# JOKER



## Flame (Apr 3, 2019)

CAN NOT WAIT! This movie is going to be amazing imo.


Put on a happy face


----------



## Veho (Apr 3, 2019)

Well that's different, I have to say. 
One bad day?


----------



## H1B1Esquire (Apr 3, 2019)

Flame said:


> Put on a happy face



Season two just came out, so I will.






P.S. Netflix (ur gonna get wetflix) has the uncensored version, but only season 1.)


----------



## AsPika2219 (Apr 4, 2019)

Sooo.... that's was the beginning of Joker before becomes craziest laughter person ever. 
Smile time!  Meanwhile, Bruce Wayne (the kid) was included this movie, before becomes Batman sooner.


----------



## Alexander1970 (Apr 4, 2019)

And i tought as kid he fell in an chemical basin.

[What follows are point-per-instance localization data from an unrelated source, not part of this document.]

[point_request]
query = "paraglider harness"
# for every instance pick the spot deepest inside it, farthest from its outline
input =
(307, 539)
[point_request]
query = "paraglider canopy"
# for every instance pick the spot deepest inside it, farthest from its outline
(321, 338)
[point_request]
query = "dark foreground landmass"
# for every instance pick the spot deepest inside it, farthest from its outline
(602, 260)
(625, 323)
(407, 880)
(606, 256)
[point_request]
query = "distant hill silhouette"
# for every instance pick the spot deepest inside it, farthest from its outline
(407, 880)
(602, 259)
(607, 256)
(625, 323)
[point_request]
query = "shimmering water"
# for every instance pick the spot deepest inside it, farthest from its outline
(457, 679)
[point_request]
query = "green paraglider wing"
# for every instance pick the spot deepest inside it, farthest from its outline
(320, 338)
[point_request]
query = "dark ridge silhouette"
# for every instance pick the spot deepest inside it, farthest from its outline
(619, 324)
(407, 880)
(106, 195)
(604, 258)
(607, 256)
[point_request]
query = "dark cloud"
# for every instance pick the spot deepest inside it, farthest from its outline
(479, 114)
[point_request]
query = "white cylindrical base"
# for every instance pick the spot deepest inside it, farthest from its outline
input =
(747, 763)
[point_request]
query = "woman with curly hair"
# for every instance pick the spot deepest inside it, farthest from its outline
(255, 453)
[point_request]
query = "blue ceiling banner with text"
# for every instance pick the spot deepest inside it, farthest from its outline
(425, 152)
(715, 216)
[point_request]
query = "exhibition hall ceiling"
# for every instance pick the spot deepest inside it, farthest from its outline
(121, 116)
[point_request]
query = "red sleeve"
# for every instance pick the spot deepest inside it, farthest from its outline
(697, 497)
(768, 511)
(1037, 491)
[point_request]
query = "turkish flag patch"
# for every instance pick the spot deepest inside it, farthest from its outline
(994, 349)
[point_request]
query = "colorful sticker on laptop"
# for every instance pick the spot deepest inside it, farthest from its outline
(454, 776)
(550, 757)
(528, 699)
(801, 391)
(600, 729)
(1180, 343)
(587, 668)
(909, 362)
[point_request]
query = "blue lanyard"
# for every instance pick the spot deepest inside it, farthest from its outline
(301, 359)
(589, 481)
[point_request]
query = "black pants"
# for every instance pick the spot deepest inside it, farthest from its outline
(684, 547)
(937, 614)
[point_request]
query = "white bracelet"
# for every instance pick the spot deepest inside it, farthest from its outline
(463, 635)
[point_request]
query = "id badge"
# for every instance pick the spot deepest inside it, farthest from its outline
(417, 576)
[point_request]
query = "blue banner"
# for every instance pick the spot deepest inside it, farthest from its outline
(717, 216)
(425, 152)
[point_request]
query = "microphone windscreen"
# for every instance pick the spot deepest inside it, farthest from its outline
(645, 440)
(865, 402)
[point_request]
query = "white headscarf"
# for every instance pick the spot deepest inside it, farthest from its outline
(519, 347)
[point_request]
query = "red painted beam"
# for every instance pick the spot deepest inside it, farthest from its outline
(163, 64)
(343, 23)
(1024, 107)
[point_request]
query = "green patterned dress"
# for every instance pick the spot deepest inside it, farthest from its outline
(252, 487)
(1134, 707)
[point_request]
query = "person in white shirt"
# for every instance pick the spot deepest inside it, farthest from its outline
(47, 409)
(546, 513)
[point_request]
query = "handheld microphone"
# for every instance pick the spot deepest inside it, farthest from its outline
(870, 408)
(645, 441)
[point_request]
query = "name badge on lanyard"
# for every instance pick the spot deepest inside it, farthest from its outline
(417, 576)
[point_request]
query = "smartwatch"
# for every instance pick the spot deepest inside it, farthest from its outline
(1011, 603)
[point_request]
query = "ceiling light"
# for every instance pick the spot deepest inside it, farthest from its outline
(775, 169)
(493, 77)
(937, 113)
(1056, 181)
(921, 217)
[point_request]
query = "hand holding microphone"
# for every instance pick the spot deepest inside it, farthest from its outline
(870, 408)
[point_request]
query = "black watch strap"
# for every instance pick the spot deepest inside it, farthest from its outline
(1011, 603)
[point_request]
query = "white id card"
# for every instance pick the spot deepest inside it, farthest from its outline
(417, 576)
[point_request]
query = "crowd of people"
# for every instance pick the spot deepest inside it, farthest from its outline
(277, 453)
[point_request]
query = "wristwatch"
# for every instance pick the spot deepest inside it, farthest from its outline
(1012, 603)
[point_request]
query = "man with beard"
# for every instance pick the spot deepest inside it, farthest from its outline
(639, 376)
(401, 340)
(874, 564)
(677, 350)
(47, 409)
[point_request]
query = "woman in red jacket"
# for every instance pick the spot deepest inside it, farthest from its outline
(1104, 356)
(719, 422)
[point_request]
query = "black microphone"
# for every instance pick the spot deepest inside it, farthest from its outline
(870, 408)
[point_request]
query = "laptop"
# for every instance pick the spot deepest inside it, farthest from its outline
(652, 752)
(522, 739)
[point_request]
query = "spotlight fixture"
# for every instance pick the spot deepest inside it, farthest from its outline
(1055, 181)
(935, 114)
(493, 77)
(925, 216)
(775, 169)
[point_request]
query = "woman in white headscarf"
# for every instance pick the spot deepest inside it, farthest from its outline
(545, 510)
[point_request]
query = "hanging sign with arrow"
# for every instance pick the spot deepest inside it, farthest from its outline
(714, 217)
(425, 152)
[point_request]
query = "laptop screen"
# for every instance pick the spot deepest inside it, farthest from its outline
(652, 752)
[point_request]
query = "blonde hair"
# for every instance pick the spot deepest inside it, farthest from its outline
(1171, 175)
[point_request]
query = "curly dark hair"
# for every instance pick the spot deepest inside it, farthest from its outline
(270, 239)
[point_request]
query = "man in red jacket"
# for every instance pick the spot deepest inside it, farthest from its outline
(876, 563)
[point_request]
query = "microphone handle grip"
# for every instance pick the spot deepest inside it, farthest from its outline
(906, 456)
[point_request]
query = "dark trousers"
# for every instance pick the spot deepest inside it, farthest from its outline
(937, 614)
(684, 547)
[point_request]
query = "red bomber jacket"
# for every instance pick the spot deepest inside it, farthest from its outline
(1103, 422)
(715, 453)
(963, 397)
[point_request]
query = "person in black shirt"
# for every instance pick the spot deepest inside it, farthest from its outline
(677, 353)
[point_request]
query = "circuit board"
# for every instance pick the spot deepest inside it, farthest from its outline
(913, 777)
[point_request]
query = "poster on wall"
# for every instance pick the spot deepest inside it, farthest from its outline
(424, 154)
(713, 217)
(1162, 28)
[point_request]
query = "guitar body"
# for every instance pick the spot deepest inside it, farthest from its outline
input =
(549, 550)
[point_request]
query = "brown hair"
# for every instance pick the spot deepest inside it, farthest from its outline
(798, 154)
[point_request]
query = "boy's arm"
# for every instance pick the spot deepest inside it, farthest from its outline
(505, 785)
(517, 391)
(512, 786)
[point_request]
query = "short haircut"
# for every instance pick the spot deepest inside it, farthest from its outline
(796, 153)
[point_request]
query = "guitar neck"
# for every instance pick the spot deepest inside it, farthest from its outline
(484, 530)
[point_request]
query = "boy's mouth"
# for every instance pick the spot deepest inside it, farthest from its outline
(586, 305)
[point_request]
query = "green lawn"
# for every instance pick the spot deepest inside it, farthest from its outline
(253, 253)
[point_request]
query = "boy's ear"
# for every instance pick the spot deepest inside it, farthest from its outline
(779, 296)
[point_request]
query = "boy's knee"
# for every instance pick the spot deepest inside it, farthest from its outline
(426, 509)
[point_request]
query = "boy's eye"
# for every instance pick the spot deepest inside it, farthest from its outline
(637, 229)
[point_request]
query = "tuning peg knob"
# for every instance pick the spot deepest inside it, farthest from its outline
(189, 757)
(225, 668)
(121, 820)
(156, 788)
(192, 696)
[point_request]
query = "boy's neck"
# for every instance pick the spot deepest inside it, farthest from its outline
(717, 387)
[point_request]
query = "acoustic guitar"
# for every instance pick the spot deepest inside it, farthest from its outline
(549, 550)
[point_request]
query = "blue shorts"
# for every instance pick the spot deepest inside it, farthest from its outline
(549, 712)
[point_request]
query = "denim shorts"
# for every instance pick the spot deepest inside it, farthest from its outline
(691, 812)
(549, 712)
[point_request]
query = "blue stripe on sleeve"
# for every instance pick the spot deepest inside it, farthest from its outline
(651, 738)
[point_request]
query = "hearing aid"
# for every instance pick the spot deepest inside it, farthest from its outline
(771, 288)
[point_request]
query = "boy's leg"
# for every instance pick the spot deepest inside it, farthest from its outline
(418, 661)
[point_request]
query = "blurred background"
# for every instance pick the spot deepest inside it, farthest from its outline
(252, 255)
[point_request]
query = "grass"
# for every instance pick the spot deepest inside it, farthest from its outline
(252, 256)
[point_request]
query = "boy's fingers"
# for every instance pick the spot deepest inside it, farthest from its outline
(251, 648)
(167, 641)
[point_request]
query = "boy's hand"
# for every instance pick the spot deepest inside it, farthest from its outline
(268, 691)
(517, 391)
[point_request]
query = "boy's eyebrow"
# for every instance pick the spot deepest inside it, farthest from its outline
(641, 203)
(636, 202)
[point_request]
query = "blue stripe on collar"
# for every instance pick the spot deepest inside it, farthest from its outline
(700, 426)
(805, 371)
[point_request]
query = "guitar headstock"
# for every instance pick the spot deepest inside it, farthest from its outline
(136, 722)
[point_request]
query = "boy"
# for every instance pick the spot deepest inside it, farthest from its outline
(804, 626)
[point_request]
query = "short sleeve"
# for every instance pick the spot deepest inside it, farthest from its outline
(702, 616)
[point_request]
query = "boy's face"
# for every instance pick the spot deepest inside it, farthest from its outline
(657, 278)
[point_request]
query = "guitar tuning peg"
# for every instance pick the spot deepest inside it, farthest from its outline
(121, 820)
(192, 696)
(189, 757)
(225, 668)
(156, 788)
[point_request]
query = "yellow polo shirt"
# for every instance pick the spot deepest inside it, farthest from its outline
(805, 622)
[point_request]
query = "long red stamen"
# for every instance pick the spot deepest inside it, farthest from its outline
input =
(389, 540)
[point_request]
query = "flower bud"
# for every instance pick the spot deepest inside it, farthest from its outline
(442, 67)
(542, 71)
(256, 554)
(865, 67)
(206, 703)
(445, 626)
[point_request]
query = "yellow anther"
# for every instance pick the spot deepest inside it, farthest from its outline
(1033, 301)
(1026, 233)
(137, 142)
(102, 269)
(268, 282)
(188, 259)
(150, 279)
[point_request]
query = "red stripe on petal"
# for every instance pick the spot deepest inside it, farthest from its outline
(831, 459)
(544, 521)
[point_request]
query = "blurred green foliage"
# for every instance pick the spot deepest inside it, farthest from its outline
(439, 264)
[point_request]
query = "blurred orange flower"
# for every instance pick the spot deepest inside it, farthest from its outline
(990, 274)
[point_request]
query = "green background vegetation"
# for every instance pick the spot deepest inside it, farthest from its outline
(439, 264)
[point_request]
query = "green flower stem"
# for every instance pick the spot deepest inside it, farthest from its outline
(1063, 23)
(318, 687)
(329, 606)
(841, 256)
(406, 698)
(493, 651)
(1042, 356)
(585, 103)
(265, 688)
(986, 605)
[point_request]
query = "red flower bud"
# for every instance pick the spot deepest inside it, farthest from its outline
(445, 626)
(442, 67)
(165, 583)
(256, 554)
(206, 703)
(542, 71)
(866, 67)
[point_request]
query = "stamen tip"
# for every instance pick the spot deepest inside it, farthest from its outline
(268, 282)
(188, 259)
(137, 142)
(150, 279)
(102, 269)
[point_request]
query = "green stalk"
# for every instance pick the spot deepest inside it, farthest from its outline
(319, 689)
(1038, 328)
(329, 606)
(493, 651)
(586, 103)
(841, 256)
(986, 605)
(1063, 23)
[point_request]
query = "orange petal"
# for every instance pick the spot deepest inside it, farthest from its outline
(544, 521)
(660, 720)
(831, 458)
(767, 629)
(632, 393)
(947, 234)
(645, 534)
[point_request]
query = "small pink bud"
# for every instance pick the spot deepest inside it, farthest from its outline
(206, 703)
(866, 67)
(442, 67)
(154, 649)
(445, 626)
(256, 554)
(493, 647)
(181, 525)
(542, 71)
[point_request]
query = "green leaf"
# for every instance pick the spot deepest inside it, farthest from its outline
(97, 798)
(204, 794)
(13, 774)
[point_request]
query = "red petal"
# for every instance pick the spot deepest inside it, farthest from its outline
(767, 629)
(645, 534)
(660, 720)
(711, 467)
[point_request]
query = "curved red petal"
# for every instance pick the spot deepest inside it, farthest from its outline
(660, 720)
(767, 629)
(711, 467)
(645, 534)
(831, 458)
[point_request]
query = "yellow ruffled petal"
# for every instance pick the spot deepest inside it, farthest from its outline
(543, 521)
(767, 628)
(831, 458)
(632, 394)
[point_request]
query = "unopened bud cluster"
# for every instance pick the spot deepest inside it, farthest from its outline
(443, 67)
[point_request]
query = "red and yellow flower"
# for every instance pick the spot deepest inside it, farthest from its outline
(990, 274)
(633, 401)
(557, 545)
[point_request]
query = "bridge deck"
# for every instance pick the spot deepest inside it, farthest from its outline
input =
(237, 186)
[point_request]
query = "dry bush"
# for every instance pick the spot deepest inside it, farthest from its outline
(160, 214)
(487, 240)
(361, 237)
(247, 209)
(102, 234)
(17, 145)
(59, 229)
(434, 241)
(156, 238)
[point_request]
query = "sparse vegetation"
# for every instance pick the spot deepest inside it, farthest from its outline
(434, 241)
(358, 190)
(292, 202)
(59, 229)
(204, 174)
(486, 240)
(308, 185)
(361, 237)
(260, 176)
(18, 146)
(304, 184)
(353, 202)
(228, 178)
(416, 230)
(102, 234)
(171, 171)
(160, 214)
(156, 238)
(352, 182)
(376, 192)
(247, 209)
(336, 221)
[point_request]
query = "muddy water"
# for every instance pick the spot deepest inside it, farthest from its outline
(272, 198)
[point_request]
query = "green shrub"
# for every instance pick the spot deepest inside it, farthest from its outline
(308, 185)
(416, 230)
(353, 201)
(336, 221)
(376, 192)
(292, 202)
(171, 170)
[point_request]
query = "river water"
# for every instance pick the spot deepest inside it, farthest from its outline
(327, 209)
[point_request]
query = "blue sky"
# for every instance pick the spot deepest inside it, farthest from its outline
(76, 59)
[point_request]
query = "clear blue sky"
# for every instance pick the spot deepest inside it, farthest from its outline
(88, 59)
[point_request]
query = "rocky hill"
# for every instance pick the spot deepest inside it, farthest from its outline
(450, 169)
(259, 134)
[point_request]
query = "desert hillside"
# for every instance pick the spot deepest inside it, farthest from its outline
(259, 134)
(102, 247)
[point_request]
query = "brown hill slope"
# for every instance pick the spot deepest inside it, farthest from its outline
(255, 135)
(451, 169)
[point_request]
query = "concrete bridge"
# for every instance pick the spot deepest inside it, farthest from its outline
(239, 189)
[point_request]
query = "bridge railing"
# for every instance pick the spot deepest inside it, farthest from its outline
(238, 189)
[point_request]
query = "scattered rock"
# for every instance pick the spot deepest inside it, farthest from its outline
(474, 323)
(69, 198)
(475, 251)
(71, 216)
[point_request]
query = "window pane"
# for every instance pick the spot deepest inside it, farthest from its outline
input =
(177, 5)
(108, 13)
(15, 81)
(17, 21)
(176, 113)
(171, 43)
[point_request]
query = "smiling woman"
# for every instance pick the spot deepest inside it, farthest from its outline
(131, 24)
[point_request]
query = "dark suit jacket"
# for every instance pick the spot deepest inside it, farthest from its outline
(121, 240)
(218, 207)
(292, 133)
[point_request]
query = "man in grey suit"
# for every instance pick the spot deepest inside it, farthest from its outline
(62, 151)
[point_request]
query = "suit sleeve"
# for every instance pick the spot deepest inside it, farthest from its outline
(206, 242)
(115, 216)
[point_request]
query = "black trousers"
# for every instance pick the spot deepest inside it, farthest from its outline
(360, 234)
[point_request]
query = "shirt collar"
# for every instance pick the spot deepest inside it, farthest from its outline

I don´t like the Joker anymore after Heath Ledgers "performance".......


----------



## D4X (Apr 4, 2019)

Quite an interesting trailer! Didn't think much of this when it was first announced even though I like Joaquin Phoenix, but the trailer has me intrigued.


----------



## GhostLatte (Apr 13, 2019)

Looks really good!


----------



## Robski808 (Apr 20, 2019)

Bet it will be awesome.


----------



## Deleted User (Apr 20, 2019)

I was pretty doubtful at first, but that trailer's made me cautiously optimistic.


----------



## zomborg (Apr 22, 2019)

My wife will enjoy this but I'm with alexander1970. To me only the original origin story will do.


----------



## Veho (Aug 28, 2019)

​


----------



## Flame (Sep 2, 2019)

its getting great ratings. looks like its going to be a hit and a great movie.


----------